Cet Allemand, très énervé, déclare qu'il en a plus que marre. Il aimerait s'entraîner mais cette place de sport est réservée uniquement aux migrants. Elle n'est plus accessible à la population locale.
Officiellement, la population allemande "causerait trop de déchets"
Juste derrière lui, il n'y a qu'une ou deux familles (il tourne la caméra). Il n'y a donc que peu de population dans les environs (sous-entendu peu de déchets).
Normalement la porte est fermée et il faut passer par-dessus le grillage. C'est interdit d'accès. Tout à l'heure, il est entré à l'intérieur et a amassé tous les déchets que l'on voit derrière lui (causés par les réfugiés). Ce sont les déchets d'une semaine.
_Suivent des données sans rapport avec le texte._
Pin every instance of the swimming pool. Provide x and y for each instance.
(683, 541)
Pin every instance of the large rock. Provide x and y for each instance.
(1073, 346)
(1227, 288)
L'explication de la commune est donc fausse.
La commune leur demande d'être compréhensif quant à la décision de favoriser les réfugiés. Une compréhension à sens unique, toujours au détriment des Allemands, alors que la place est interdite d'accès aux autochtones et qu'ils l'ont financée. La commune pratique toujours des préférences à sens unique.
Les Allemands qui entrent sur cette place de sport sont menacés d'une plainte alors que ce serait une place idéale pour les enfants autochtones.
Il déclare encore qu'il a la gorge serrée par la rancœur et l'émotion.
Traduction Schwarze Rose pour Les Observateurs.ch

Ceux qui décident ce genre d’interdictions oublient que ces endroits nous appartiennent car c’est le peuple autochtone qui les finance avec les impôts. En tous cas moi je n’accepterai jamais de me soumettre à de telles interdictions..
Scandaleux, je pensais que ces envahisseurs étaient venus pour travailler et non pas pour faire du sport. Conseil à cet allemand: devenir réfugié, il aura tous les droits.
L’Europe a deux vitesses, à deux régimes sociaux, même à deux régimes légaux (une loi pour nous, et une amoindrie pour les envahisseurs, ainsi qu’on l’observe en France, en Suède, en Allemagne et dans notre pays).
Ironie suprême: par cette ghettoisation des clandestins, le pouvoir reconnaît donc, par ses actions mêmes, qu’il y a bel et bien une incompatibilité majeure entre les envahisseurs et nous.